MMCC executive director Donald Bluestone said his organization would be applying to service Edenwald and Eastchester Gardens long-term.
According to NYCHA chairman Ricardo Morales, the appropriation will allow NYCHA to focus on its core mission – public housing. Morales’ agency is struggling to close a $200 million deficit.
Deputy Mayor Dennis Walcott praised the plan.
“Community centers are a hub for NYCHA residences,” Walcott said. “This important continuity of service assures that young NYCHA residents and their families will have access to programs and resources that help them to be successful.”
Eastchester Gardens president Keith Ramsey is less than thrilled, however. Ramsey thought the City Council might fund Eastchester Gardens directly, rather than involve DYCD.
“MMCC has more money than we do,” Ramsey said. “But we have talented individuals here, talented volunteers. We don’t need MMCC.”
Ramsey didn’t hear about the DYCD deal until it was done.
“What if I set up a tent in your backyard, brought my family over, brought my pets over and then knocked on your door?” he questioned. “You wouldn’t like that, would you?”

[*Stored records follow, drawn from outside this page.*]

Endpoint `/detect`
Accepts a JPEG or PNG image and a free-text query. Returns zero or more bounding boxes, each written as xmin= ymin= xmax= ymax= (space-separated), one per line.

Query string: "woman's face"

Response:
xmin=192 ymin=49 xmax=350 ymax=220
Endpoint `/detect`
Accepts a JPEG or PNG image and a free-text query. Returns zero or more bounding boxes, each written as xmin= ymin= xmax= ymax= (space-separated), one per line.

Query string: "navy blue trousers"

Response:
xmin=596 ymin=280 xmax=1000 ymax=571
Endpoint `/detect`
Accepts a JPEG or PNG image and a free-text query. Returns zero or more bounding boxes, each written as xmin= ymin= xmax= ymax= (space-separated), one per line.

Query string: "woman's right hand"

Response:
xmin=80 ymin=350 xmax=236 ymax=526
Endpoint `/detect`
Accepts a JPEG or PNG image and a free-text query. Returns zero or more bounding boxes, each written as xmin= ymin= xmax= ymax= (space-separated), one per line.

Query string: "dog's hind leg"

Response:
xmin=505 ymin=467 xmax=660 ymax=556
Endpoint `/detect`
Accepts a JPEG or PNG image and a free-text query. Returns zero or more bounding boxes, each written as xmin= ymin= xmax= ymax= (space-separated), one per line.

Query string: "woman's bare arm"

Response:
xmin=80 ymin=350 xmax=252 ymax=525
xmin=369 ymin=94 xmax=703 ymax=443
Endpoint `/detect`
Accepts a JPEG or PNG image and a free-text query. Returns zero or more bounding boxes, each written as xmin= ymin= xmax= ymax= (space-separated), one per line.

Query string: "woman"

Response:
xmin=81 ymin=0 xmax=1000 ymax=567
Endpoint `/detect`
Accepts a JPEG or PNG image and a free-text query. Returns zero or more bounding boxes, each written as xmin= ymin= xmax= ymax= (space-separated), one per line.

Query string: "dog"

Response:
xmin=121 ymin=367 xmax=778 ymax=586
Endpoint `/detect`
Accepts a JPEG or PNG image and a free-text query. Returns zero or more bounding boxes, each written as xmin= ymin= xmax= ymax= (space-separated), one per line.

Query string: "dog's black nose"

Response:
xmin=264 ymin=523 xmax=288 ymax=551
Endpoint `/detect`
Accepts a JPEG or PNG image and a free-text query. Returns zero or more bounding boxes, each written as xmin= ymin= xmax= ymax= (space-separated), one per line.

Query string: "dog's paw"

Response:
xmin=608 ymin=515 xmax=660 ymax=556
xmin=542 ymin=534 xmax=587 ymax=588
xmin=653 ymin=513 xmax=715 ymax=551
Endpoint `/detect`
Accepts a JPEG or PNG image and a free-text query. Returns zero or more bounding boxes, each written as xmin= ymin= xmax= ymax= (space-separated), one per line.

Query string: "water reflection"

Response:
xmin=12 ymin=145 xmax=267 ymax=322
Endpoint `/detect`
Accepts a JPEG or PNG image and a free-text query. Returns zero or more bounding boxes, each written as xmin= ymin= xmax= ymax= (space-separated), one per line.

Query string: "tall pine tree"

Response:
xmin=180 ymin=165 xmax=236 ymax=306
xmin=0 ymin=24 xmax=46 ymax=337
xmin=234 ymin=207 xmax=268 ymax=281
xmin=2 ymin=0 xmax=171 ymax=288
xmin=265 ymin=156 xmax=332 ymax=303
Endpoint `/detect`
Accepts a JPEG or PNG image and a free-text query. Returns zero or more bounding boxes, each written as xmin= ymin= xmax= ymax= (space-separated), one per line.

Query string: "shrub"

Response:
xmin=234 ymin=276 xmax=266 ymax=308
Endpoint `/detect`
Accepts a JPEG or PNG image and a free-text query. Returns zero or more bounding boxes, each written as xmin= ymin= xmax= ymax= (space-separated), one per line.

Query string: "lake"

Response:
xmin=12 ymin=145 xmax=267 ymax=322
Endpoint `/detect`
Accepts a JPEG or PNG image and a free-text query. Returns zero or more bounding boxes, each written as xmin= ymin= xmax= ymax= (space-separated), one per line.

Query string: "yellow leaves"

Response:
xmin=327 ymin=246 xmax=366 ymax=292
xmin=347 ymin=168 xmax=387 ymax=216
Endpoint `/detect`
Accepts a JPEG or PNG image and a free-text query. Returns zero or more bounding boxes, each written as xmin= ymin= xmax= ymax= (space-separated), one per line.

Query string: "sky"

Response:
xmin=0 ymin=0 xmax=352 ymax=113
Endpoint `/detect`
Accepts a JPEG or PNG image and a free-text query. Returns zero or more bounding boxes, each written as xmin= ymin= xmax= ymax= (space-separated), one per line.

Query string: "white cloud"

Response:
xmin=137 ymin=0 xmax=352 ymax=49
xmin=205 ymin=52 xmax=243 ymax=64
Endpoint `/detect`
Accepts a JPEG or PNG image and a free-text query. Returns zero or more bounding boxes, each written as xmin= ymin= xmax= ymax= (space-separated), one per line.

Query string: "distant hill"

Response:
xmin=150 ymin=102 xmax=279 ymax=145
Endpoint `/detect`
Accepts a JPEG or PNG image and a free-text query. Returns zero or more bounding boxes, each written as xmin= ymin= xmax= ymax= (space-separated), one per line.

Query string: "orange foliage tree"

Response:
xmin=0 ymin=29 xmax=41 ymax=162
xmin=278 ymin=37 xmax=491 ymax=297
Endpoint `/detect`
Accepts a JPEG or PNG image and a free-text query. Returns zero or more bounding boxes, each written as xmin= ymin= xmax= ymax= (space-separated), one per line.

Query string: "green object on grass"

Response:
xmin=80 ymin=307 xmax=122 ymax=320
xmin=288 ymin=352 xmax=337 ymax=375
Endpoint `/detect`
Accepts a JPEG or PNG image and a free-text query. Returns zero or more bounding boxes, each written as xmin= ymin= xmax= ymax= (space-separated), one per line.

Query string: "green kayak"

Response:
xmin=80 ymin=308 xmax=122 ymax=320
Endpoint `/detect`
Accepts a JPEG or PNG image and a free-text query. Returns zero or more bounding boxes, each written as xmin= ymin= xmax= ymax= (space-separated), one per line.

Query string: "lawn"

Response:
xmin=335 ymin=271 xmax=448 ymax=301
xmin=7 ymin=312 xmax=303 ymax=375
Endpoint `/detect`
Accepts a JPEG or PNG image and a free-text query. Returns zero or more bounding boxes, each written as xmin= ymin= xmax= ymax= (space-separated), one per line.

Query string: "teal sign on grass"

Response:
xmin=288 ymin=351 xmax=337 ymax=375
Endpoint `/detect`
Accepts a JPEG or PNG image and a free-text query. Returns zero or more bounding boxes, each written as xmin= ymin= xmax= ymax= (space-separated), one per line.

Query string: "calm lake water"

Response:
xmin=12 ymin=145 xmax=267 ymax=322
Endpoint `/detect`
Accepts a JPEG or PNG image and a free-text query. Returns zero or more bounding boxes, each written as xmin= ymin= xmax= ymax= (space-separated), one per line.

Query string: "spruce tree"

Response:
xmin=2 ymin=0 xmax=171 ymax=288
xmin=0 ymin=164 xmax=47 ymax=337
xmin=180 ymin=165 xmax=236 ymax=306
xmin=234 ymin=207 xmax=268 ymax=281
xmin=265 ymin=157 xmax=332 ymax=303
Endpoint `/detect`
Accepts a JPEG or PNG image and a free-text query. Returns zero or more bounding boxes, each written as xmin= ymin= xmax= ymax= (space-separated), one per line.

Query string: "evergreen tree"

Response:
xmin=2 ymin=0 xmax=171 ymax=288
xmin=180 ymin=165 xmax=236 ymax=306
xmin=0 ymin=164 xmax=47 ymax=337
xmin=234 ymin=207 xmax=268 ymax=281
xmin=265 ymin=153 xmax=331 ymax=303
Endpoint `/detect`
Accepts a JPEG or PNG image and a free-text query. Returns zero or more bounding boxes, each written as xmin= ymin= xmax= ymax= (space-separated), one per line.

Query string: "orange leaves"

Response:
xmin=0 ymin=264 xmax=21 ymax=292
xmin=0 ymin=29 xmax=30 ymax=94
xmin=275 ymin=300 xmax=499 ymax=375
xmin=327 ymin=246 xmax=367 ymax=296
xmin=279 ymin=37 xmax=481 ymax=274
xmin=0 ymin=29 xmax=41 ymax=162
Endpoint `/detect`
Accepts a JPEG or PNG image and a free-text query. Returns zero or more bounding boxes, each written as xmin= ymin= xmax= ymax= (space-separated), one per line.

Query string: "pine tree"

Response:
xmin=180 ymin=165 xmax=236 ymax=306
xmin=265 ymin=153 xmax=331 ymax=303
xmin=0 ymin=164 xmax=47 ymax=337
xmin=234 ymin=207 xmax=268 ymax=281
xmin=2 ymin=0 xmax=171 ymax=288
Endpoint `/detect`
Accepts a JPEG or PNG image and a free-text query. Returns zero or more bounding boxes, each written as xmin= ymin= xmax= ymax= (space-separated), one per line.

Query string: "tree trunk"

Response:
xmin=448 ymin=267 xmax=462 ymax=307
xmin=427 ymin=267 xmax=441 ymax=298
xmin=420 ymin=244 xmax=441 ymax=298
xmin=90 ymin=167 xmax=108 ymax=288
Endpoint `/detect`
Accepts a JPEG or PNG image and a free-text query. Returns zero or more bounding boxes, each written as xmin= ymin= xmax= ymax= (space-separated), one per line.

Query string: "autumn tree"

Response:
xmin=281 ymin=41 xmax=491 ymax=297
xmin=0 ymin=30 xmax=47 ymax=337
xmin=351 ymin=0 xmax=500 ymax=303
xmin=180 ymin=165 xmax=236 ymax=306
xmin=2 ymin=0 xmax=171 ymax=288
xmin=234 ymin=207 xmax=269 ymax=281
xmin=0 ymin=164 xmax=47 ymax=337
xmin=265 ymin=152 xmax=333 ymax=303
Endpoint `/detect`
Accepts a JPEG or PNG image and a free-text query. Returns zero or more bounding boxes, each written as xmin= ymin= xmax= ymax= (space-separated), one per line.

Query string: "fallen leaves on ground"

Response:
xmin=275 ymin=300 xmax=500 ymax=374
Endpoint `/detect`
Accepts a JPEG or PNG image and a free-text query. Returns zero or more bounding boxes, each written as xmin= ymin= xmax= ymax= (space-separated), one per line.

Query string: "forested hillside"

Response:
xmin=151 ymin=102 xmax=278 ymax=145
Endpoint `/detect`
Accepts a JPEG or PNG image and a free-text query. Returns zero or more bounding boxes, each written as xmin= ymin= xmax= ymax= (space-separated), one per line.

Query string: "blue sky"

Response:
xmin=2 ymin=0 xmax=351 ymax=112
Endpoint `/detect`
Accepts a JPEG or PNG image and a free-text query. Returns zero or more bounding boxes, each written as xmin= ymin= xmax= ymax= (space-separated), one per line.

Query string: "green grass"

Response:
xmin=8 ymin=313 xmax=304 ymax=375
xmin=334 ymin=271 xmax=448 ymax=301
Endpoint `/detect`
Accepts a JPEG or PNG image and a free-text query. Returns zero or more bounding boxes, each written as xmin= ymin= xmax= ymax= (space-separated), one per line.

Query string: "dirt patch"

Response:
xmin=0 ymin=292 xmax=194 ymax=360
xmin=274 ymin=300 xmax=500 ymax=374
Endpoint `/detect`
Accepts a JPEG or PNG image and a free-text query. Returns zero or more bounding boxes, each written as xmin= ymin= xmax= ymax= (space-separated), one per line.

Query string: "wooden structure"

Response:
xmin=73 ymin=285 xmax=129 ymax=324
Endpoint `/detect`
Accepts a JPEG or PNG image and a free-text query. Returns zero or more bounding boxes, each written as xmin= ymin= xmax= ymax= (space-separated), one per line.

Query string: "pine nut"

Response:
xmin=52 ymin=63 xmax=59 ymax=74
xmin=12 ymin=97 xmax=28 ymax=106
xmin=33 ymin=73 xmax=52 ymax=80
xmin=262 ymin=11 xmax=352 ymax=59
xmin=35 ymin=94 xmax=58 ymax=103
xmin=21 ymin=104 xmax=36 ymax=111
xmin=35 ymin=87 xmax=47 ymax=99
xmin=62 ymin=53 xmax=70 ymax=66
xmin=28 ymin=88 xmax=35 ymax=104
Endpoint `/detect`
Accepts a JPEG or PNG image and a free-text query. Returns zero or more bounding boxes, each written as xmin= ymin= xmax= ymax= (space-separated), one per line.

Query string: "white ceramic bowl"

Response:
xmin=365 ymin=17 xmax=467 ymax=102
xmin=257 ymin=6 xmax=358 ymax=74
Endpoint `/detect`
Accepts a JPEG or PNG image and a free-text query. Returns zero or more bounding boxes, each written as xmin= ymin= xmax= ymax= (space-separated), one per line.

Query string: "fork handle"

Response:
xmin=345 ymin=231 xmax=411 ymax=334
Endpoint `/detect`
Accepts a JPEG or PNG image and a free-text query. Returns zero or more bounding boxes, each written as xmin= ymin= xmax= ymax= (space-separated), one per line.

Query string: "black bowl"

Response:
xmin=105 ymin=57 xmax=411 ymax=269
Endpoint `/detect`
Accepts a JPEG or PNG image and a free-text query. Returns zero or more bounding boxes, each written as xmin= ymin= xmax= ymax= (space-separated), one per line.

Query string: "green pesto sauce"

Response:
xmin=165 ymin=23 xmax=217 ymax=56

Community Board 11’s Joe Thompson called on Ramsey to wait and see.
“Eastchester Gardens has a beautiful community center,” Thompson said. “I’m all in favor of getting the best use out of the facility. I just hope MMCC doesn’t leave anyone out of the picture.”
Community Board 12 district manager Carmen Rosa was similarly disposed.
“I have nothing against Mosholu Montefiore,” Rosa said. “But I think a large organization like MMCC needs to include the community in its planning.”
Bluestone met with Edenwald residents recently, McNeill said. Since NYCHA took over Edenwald’s center two years ago, it’s hosted virtually no youth programming.
MMCC will operate after-school and teen evening programs at Edenwald and Eastchester Gardens Monday through Friday, with activities on Saturdays as well.
At Edenwald, art will be a focus. At Eastchester Gardens, MMCC will push sports. Both centers will add MMCC “Boys 2 Men” and “Girl Talk” groups. MMCC will serve at least 143 kids at Edenwald, 168 at Eastchester Gardens.
“I’m excited about this opportunity to expand our services,” Bluestone said.
Ramsey said he would work with MMCC, as did McNeill. Of the 25 community centers to receive DYCD funding and the 11 NYCHA centers to stay open through June, three Bronx sites were previously scheduled for closure.
One of those, Fort Independence, will stay open thanks to a Boys & Girls Club grant awarded to MMCC.